The movie’s effectiveness comes partly from the re-enactments of the ground controllers, trying to make sense of garbled messages coming from first one, then two, then three flights, something about people taking control – and then seeing those flights disappear from radar coverage. And then someone in the tower sees smoke coming from downtown New York… Those scenes, more than any documentary I’ve seen, really bring back the memories of that morning for me, the disbelief and utter shock of seeing that building burning and smoking. And then the SECOND plane hits…
But the movie’s REAL power is with the flight that ultimately DIDN’T hit a significant target, but eventually crashed in a field in Pennsylvania. (There has been some speculation about its intended target, but the truth is we’ll never know.) The scenes aboard United 93 have been pieced together using recorded phone conversations from passengers, flight deck recordings, and data on the plane’s flight path. There’s no way to know how accurate some of the events are that we witness, but the point of the movie is that it FEELS 100% real. The fear on the face of the hijackers, the fear of the passengers, the slow realization that this flight is headed to ANOTHER TARGET, and their gradual determination to do something about it.
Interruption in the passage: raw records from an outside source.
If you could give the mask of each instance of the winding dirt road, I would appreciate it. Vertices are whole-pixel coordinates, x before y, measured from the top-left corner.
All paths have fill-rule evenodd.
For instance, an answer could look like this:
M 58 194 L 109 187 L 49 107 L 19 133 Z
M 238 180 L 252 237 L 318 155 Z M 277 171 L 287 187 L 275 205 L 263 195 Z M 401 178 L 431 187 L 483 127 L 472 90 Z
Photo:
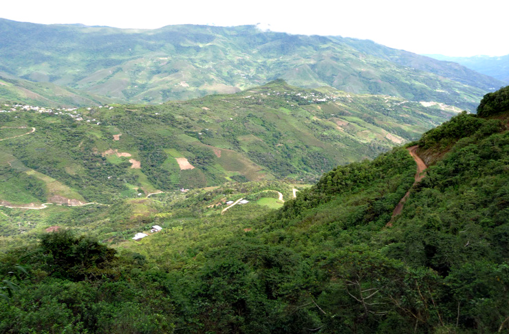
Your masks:
M 239 199 L 237 201 L 235 201 L 235 202 L 233 202 L 233 203 L 231 205 L 230 205 L 228 207 L 226 207 L 224 209 L 223 209 L 221 211 L 221 214 L 223 214 L 225 212 L 225 211 L 226 211 L 227 210 L 228 210 L 230 208 L 232 207 L 233 205 L 236 205 L 237 203 L 239 203 L 239 201 L 242 201 L 243 199 L 243 198 Z
M 0 205 L 0 206 L 3 206 L 4 208 L 8 208 L 10 209 L 30 209 L 30 210 L 42 210 L 45 209 L 47 208 L 47 205 L 54 205 L 54 203 L 44 203 L 43 204 L 41 204 L 39 206 L 10 206 L 10 205 Z M 71 208 L 74 208 L 76 206 L 85 206 L 85 205 L 89 205 L 91 204 L 97 204 L 98 205 L 107 205 L 109 206 L 109 204 L 102 204 L 101 203 L 96 203 L 96 202 L 90 202 L 90 203 L 85 203 L 83 204 L 78 204 L 77 205 L 67 205 Z
M 19 127 L 9 127 L 9 126 L 7 126 L 7 127 L 3 127 L 1 129 L 25 129 L 25 127 L 24 126 L 19 126 Z M 14 135 L 14 136 L 12 136 L 12 137 L 9 137 L 8 138 L 1 139 L 0 140 L 0 142 L 1 142 L 2 140 L 7 140 L 8 139 L 17 138 L 18 137 L 22 137 L 23 135 L 29 135 L 29 134 L 32 133 L 32 132 L 35 132 L 35 128 L 32 128 L 32 130 L 30 131 L 28 131 L 26 133 L 23 133 L 23 135 Z
M 412 156 L 413 159 L 415 161 L 415 163 L 417 164 L 417 172 L 415 173 L 415 181 L 413 181 L 412 188 L 413 188 L 413 186 L 419 183 L 424 177 L 424 176 L 426 176 L 426 173 L 424 172 L 424 170 L 426 170 L 426 168 L 427 168 L 426 164 L 424 164 L 424 162 L 423 162 L 422 159 L 420 158 L 415 153 L 418 147 L 418 146 L 415 145 L 407 148 L 410 153 L 410 155 Z M 394 217 L 401 213 L 401 210 L 403 210 L 403 207 L 404 206 L 404 203 L 407 201 L 407 199 L 408 199 L 409 197 L 410 197 L 411 189 L 411 188 L 409 189 L 409 191 L 407 192 L 403 198 L 401 199 L 401 200 L 400 201 L 400 203 L 398 203 L 396 207 L 394 208 L 394 211 L 392 212 L 392 217 L 391 218 L 391 221 L 387 223 L 387 226 L 392 226 L 392 221 L 394 219 Z
M 280 201 L 284 203 L 285 201 L 283 199 L 283 194 L 281 194 L 281 192 L 279 192 L 277 190 L 270 190 L 269 189 L 269 190 L 262 190 L 262 192 L 268 192 L 268 191 L 273 191 L 274 192 L 277 192 L 277 195 L 278 195 L 278 199 L 278 199 L 278 201 Z

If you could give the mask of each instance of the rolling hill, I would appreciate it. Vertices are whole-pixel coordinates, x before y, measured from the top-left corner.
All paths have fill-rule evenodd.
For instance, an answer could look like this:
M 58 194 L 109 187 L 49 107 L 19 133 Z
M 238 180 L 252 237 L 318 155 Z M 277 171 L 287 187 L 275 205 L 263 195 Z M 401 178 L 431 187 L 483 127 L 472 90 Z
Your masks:
M 439 60 L 457 63 L 479 73 L 495 78 L 504 82 L 509 82 L 509 55 L 499 57 L 489 56 L 449 57 L 442 54 L 430 54 L 429 56 Z
M 0 71 L 122 102 L 234 93 L 283 78 L 302 87 L 329 86 L 473 111 L 484 94 L 503 85 L 371 41 L 255 26 L 136 30 L 0 19 Z
M 508 89 L 409 143 L 428 164 L 418 183 L 400 146 L 306 188 L 230 183 L 109 207 L 3 208 L 0 331 L 507 332 Z M 270 210 L 260 200 L 277 191 L 285 201 Z

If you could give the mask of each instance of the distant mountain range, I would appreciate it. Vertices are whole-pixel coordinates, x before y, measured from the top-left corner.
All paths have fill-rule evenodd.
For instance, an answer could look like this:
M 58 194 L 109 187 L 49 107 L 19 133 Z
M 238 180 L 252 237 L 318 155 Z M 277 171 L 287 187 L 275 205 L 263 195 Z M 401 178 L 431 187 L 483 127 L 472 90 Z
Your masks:
M 456 113 L 281 80 L 155 106 L 0 109 L 6 205 L 109 203 L 231 181 L 314 181 L 415 140 Z
M 339 36 L 252 25 L 142 30 L 6 19 L 0 19 L 0 72 L 10 80 L 50 82 L 86 100 L 152 104 L 283 78 L 301 87 L 329 86 L 473 111 L 485 93 L 505 85 L 457 64 Z M 36 93 L 56 104 L 85 101 L 43 91 Z M 20 94 L 0 91 L 4 99 L 23 100 Z
M 466 67 L 509 83 L 509 54 L 498 57 L 474 56 L 473 57 L 449 57 L 442 54 L 427 54 L 439 60 L 452 61 Z

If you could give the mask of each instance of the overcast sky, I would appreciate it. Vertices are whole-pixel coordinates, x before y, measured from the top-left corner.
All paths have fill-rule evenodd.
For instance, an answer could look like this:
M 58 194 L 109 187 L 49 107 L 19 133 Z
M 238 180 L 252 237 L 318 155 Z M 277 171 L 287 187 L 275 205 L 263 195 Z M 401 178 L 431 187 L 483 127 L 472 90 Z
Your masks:
M 509 54 L 502 0 L 18 0 L 0 17 L 36 23 L 153 29 L 262 23 L 272 31 L 371 39 L 417 54 Z M 299 4 L 302 3 L 302 4 Z

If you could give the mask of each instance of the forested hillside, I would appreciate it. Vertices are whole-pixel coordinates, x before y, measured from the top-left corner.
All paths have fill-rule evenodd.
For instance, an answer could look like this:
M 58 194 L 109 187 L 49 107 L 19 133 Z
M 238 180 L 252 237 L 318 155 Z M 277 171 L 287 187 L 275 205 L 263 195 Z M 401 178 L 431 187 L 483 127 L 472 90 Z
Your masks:
M 456 113 L 283 80 L 154 106 L 3 108 L 0 204 L 21 207 L 109 204 L 232 181 L 314 182 Z
M 457 64 L 369 41 L 263 32 L 251 25 L 142 30 L 0 19 L 0 74 L 110 102 L 188 100 L 283 78 L 302 87 L 328 86 L 473 111 L 483 95 L 504 85 Z M 12 98 L 1 82 L 0 98 Z M 69 105 L 58 95 L 50 100 L 48 105 Z
M 24 239 L 0 255 L 0 331 L 508 333 L 509 116 L 490 114 L 409 144 L 429 164 L 414 186 L 399 147 L 335 168 L 278 210 L 208 210 L 263 190 L 232 184 L 153 205 L 145 224 L 164 232 L 140 241 L 98 243 L 79 217 Z

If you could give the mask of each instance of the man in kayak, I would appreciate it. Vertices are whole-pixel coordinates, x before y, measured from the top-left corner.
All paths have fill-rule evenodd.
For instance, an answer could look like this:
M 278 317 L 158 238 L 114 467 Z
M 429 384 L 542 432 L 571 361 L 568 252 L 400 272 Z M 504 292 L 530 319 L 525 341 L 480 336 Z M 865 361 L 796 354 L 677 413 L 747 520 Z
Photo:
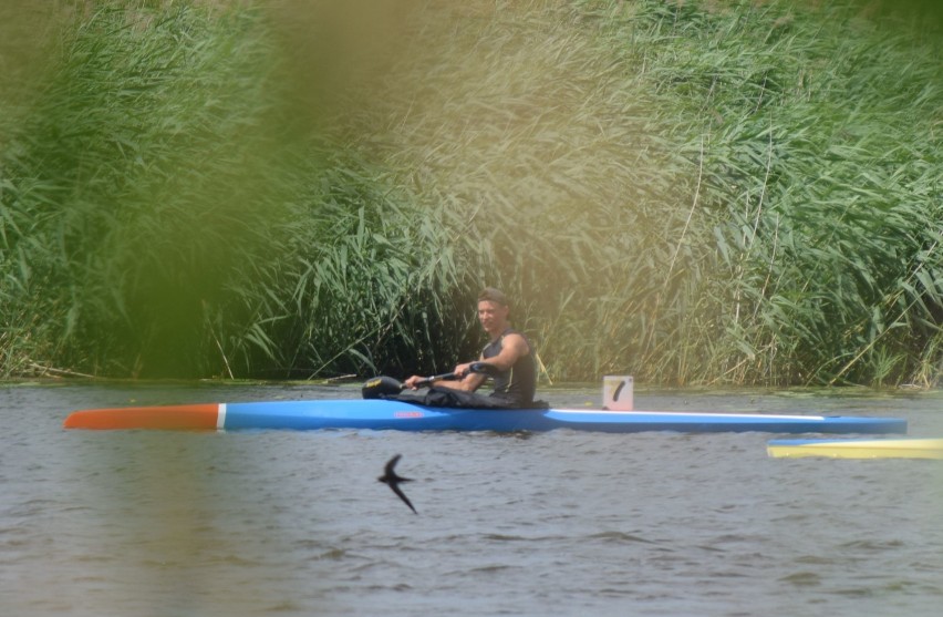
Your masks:
M 489 342 L 474 362 L 465 362 L 453 371 L 457 379 L 437 381 L 425 397 L 426 404 L 468 408 L 535 407 L 537 369 L 528 340 L 510 326 L 510 304 L 494 287 L 478 295 L 478 321 L 488 333 Z M 473 371 L 472 367 L 476 370 Z M 483 366 L 484 364 L 484 366 Z M 476 392 L 491 377 L 495 390 L 490 395 Z M 418 389 L 425 378 L 413 376 L 405 385 Z

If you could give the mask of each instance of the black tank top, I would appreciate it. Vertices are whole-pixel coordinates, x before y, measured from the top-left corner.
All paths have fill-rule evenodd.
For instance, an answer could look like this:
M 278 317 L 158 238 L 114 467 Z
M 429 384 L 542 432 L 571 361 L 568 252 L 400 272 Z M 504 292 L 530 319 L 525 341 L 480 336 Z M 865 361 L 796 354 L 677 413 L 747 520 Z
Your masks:
M 485 346 L 481 351 L 481 358 L 494 358 L 501 352 L 501 341 L 508 335 L 521 335 L 517 330 L 508 328 L 501 336 Z M 530 351 L 527 356 L 521 356 L 517 359 L 514 366 L 494 376 L 495 391 L 493 397 L 499 397 L 517 407 L 526 407 L 533 402 L 533 394 L 537 391 L 537 368 L 533 363 L 533 348 L 530 347 L 530 341 L 524 337 L 527 342 L 527 349 Z

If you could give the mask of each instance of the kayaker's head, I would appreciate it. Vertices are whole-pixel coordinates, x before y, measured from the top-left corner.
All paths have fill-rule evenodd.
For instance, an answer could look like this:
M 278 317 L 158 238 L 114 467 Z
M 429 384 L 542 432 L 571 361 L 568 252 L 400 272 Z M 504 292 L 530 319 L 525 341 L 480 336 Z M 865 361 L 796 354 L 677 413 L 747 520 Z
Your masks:
M 478 294 L 478 321 L 491 338 L 507 330 L 509 316 L 510 305 L 500 289 L 486 287 Z

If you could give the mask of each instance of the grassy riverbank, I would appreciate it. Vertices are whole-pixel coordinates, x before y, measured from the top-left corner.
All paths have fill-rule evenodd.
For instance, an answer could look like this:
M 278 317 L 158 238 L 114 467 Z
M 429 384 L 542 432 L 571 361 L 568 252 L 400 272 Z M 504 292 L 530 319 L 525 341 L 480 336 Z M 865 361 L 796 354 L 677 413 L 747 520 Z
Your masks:
M 0 27 L 2 376 L 442 370 L 491 284 L 555 379 L 939 379 L 935 14 L 105 4 Z

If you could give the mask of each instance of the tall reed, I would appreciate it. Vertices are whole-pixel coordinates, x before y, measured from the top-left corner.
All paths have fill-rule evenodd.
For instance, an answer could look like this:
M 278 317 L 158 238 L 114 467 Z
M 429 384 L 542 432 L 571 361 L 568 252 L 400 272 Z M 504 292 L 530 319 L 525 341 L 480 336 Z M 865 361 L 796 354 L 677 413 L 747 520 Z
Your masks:
M 66 20 L 0 100 L 6 373 L 432 371 L 500 285 L 553 379 L 939 378 L 933 20 L 324 7 Z

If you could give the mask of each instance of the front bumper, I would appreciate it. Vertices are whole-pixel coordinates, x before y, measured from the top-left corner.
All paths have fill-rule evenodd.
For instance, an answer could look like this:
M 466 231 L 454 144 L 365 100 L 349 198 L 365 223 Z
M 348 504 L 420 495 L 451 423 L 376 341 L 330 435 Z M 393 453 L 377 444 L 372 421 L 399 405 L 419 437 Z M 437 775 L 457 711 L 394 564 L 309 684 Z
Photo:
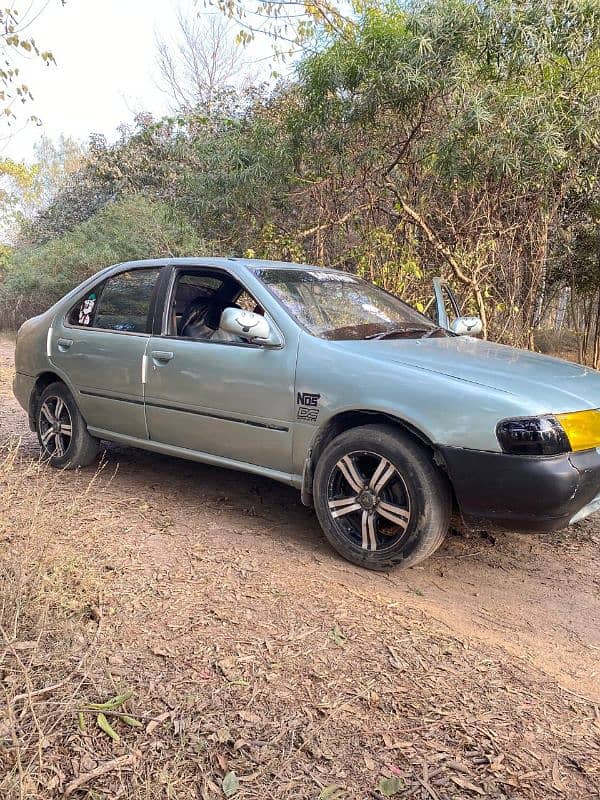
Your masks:
M 469 527 L 544 533 L 600 509 L 600 449 L 551 457 L 439 452 Z

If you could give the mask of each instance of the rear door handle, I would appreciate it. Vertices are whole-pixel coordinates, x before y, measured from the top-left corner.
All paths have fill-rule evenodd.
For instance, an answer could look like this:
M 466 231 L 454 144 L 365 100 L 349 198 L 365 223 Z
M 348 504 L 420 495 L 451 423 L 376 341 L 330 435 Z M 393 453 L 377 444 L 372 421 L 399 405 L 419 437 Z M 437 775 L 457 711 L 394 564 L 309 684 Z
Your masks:
M 172 353 L 170 350 L 152 350 L 150 353 L 150 357 L 156 364 L 166 364 L 174 355 L 175 353 Z

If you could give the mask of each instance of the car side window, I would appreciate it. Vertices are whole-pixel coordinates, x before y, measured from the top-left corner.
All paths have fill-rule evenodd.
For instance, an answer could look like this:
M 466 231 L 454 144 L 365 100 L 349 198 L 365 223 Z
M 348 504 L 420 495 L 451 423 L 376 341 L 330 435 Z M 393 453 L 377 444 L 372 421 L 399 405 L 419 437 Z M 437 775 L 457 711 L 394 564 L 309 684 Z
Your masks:
M 95 304 L 92 327 L 103 330 L 148 333 L 152 293 L 159 269 L 135 269 L 113 275 L 104 283 Z M 91 298 L 86 298 L 90 300 Z M 85 306 L 85 300 L 83 306 Z M 82 311 L 85 309 L 82 308 Z M 85 323 L 85 315 L 83 323 Z
M 95 286 L 91 292 L 80 300 L 77 305 L 71 309 L 68 317 L 69 325 L 76 325 L 78 328 L 91 328 L 94 324 L 94 317 L 96 316 L 96 306 L 98 305 L 98 297 L 102 291 L 103 284 Z

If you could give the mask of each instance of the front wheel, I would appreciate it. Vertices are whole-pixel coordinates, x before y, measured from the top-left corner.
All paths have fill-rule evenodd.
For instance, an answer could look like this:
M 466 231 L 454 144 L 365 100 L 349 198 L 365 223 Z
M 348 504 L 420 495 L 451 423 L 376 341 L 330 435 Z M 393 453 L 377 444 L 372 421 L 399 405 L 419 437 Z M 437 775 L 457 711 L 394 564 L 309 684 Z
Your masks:
M 353 428 L 330 442 L 315 470 L 314 497 L 329 542 L 368 569 L 418 564 L 448 531 L 445 476 L 425 447 L 392 426 Z
M 100 442 L 88 433 L 64 383 L 51 383 L 42 392 L 37 404 L 36 431 L 43 456 L 53 467 L 86 467 L 98 455 Z

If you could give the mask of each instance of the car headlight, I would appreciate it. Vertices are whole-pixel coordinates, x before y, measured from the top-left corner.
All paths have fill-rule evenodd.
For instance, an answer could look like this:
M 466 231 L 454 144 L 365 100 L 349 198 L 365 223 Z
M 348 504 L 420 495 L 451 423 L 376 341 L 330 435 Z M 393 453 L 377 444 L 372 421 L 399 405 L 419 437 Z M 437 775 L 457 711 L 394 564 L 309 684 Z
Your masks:
M 553 456 L 600 447 L 600 410 L 505 419 L 496 426 L 504 453 Z

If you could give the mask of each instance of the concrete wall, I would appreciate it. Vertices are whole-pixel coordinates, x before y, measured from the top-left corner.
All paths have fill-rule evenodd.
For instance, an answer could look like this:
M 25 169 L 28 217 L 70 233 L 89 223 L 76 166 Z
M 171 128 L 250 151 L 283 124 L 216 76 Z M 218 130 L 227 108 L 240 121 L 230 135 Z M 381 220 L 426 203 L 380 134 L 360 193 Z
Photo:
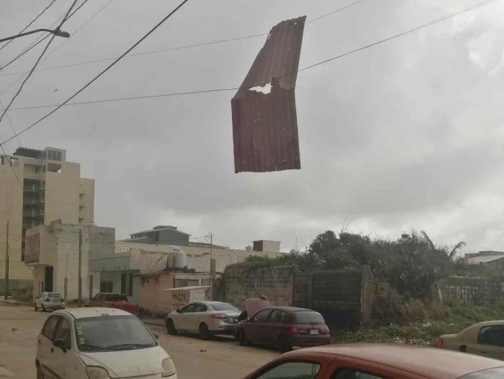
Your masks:
M 504 300 L 504 280 L 451 276 L 435 283 L 432 294 L 441 303 L 453 298 L 465 304 L 492 304 Z

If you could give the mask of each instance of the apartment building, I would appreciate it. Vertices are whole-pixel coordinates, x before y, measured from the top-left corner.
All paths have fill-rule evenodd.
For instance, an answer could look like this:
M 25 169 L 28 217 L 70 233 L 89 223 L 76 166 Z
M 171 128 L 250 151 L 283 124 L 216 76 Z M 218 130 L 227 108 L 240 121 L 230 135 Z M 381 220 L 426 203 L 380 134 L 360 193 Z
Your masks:
M 80 164 L 67 161 L 66 150 L 19 147 L 10 156 L 0 156 L 0 293 L 8 221 L 9 287 L 15 290 L 33 283 L 32 269 L 24 263 L 26 230 L 55 220 L 92 224 L 94 208 L 95 181 L 81 178 Z

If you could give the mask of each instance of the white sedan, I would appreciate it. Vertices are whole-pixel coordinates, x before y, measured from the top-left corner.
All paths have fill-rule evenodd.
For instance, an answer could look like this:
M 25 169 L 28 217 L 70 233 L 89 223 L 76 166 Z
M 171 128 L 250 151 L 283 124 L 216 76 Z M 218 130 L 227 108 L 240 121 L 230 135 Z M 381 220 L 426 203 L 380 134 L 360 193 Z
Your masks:
M 190 303 L 166 316 L 166 329 L 170 334 L 179 331 L 199 333 L 204 340 L 214 334 L 234 335 L 240 314 L 240 309 L 227 303 Z
M 37 379 L 177 378 L 170 356 L 140 320 L 112 308 L 55 311 L 37 338 Z

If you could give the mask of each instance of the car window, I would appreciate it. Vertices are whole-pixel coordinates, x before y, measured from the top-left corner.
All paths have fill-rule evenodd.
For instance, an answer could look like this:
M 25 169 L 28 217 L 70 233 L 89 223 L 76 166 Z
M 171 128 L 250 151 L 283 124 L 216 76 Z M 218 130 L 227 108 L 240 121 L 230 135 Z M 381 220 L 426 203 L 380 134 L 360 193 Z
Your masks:
M 314 379 L 320 371 L 316 362 L 287 362 L 275 366 L 255 379 Z
M 46 324 L 43 325 L 42 329 L 42 335 L 52 340 L 52 336 L 55 334 L 55 329 L 56 329 L 56 325 L 59 320 L 59 316 L 51 316 L 46 321 Z
M 262 309 L 260 312 L 254 316 L 254 321 L 256 322 L 265 322 L 268 320 L 271 309 Z
M 206 312 L 208 309 L 208 307 L 205 305 L 204 304 L 197 304 L 196 305 L 196 308 L 195 309 L 195 312 Z
M 55 340 L 61 339 L 65 341 L 66 348 L 70 348 L 70 324 L 68 321 L 63 318 L 59 318 L 59 322 L 56 327 L 56 332 L 55 333 Z
M 322 315 L 313 311 L 298 311 L 294 312 L 294 317 L 295 318 L 295 323 L 298 325 L 325 324 Z
M 182 310 L 180 311 L 180 313 L 187 314 L 187 313 L 195 312 L 197 306 L 197 305 L 195 304 L 195 303 L 188 304 L 184 308 L 182 309 Z
M 490 369 L 478 371 L 461 378 L 461 379 L 501 379 L 504 378 L 504 368 Z
M 338 369 L 331 379 L 385 379 L 383 376 L 360 371 L 353 369 Z
M 271 312 L 271 316 L 269 318 L 271 322 L 275 324 L 282 324 L 285 320 L 285 312 L 278 309 L 275 309 Z
M 478 343 L 504 347 L 504 325 L 482 327 L 478 336 Z
M 238 309 L 234 305 L 228 304 L 227 303 L 212 303 L 210 305 L 214 311 L 233 311 L 239 312 Z
M 81 351 L 115 351 L 157 346 L 147 327 L 133 316 L 106 316 L 74 321 L 75 342 Z

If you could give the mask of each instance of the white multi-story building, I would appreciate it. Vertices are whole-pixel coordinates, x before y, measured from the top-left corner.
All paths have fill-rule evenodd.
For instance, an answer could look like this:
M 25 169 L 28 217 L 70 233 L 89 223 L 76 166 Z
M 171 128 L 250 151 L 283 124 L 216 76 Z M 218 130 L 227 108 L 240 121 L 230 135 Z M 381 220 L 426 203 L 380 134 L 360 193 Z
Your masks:
M 67 161 L 66 150 L 19 147 L 11 156 L 0 156 L 0 292 L 8 221 L 9 287 L 16 289 L 33 283 L 32 269 L 24 263 L 26 230 L 55 220 L 92 224 L 94 208 L 95 181 L 81 178 L 80 164 Z

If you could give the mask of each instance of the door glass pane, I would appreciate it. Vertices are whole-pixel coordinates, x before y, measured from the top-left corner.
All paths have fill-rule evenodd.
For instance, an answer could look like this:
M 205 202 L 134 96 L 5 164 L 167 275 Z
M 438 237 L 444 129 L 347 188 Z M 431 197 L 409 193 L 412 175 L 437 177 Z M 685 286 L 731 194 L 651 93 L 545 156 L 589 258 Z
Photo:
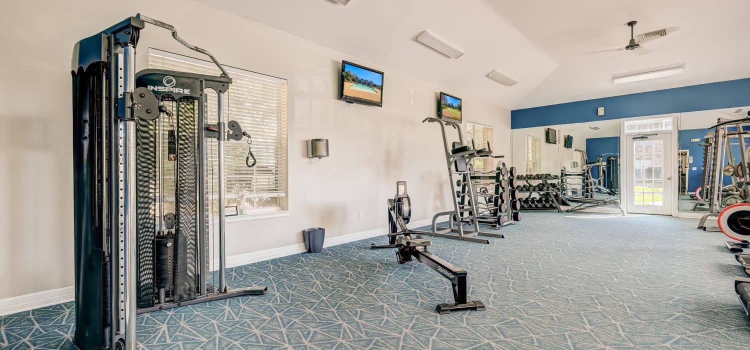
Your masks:
M 636 205 L 664 203 L 664 142 L 633 142 L 633 199 Z

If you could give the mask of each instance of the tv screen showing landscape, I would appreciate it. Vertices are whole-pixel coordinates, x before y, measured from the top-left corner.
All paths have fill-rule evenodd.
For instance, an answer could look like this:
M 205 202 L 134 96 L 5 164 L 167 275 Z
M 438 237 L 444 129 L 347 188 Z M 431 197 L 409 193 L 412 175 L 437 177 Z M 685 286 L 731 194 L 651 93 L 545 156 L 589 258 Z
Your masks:
M 341 64 L 341 100 L 382 106 L 382 72 L 344 61 Z
M 461 121 L 461 99 L 445 92 L 440 93 L 440 106 L 438 113 L 441 118 Z

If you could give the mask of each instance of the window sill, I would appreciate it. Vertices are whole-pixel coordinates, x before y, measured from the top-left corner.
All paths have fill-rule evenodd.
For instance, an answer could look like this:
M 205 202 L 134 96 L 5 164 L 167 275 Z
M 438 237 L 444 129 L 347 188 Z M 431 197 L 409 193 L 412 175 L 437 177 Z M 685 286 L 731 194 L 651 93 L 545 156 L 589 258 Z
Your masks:
M 258 219 L 268 219 L 268 218 L 270 218 L 270 217 L 288 217 L 290 215 L 292 215 L 292 211 L 272 211 L 270 213 L 258 213 L 258 214 L 250 214 L 250 215 L 238 215 L 238 216 L 234 216 L 234 217 L 226 217 L 226 218 L 225 219 L 225 220 L 227 223 L 234 223 L 234 222 L 237 222 L 237 221 L 247 221 L 247 220 L 258 220 Z

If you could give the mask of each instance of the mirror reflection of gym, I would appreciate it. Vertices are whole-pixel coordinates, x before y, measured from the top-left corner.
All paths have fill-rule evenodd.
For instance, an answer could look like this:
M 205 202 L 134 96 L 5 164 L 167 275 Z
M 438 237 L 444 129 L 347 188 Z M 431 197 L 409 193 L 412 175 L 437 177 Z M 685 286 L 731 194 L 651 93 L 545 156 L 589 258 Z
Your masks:
M 719 198 L 717 200 L 720 211 L 733 204 L 744 201 L 746 198 L 745 190 L 738 188 L 738 182 L 741 181 L 742 169 L 740 166 L 741 154 L 740 148 L 740 135 L 737 135 L 736 127 L 734 124 L 728 126 L 729 133 L 724 135 L 722 146 L 718 157 L 721 159 L 716 169 L 712 164 L 712 159 L 716 151 L 716 140 L 715 139 L 716 128 L 709 129 L 716 125 L 718 121 L 737 120 L 748 116 L 750 107 L 730 108 L 681 113 L 679 117 L 679 148 L 677 150 L 677 175 L 678 175 L 678 208 L 681 213 L 705 214 L 710 211 L 709 193 L 712 182 L 712 175 L 719 171 L 722 175 L 718 178 L 722 188 Z M 740 133 L 745 138 L 746 149 L 745 153 L 747 159 L 750 159 L 750 128 L 747 124 L 743 124 Z
M 554 139 L 550 139 L 550 130 Z M 603 207 L 622 212 L 619 202 L 619 121 L 514 129 L 512 138 L 513 159 L 518 160 L 514 165 L 523 175 L 519 186 L 530 190 L 522 191 L 528 192 L 523 195 L 526 199 L 535 202 L 543 198 L 544 193 L 535 190 L 546 184 L 561 196 L 562 211 Z M 553 178 L 536 180 L 537 174 Z

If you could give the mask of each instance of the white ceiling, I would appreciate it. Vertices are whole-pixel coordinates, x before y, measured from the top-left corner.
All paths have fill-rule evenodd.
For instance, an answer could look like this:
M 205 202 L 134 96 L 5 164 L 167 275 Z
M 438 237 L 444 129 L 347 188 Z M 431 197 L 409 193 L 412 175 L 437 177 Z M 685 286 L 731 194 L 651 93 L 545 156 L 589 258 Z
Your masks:
M 516 109 L 750 76 L 748 0 L 199 0 L 368 61 Z M 374 23 L 347 25 L 346 18 Z M 679 27 L 651 53 L 588 54 L 636 34 Z M 415 40 L 430 30 L 466 54 Z M 304 52 L 301 52 L 304 54 Z M 686 66 L 685 73 L 614 85 L 612 77 Z M 518 84 L 485 76 L 503 72 Z
M 388 68 L 386 79 L 395 70 L 508 109 L 556 65 L 483 1 L 199 1 L 375 62 Z M 419 43 L 416 38 L 424 30 L 465 55 L 454 60 Z M 518 83 L 507 87 L 485 76 L 495 69 Z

Watching those scenes, with the knowledge that this flight will eventually crash with total loss of life, is an unbearably sad experience. The final few minutes of the film, as the passengers rush their attackers and frantically try to break down the cockpit door, fills me with dread. I find myself thinking, unreasonably, “Maybe this time they’ll get to the cockpit in time…maybe THIS time they’ll get the one pilot among the passengers behind the wheel this time…” But no.
So WHY, oh, WHY do I give this movie a “10” when it’s such an unbearably tragic experience? Because this movie does not feel like a cheap attempt to cash in on a national tragedy. Instead, it feels more like a memorial to those brave souls who did everything they could to keep themselves alive, to keep their attackers from fulfilling their evil deeds. As much as any soldiers who gave their lives attacking a beach head, these everyday civilians deserve our gratitude, and should be acknowledged as genuine heroes. And I believe “United 93” treats them as such.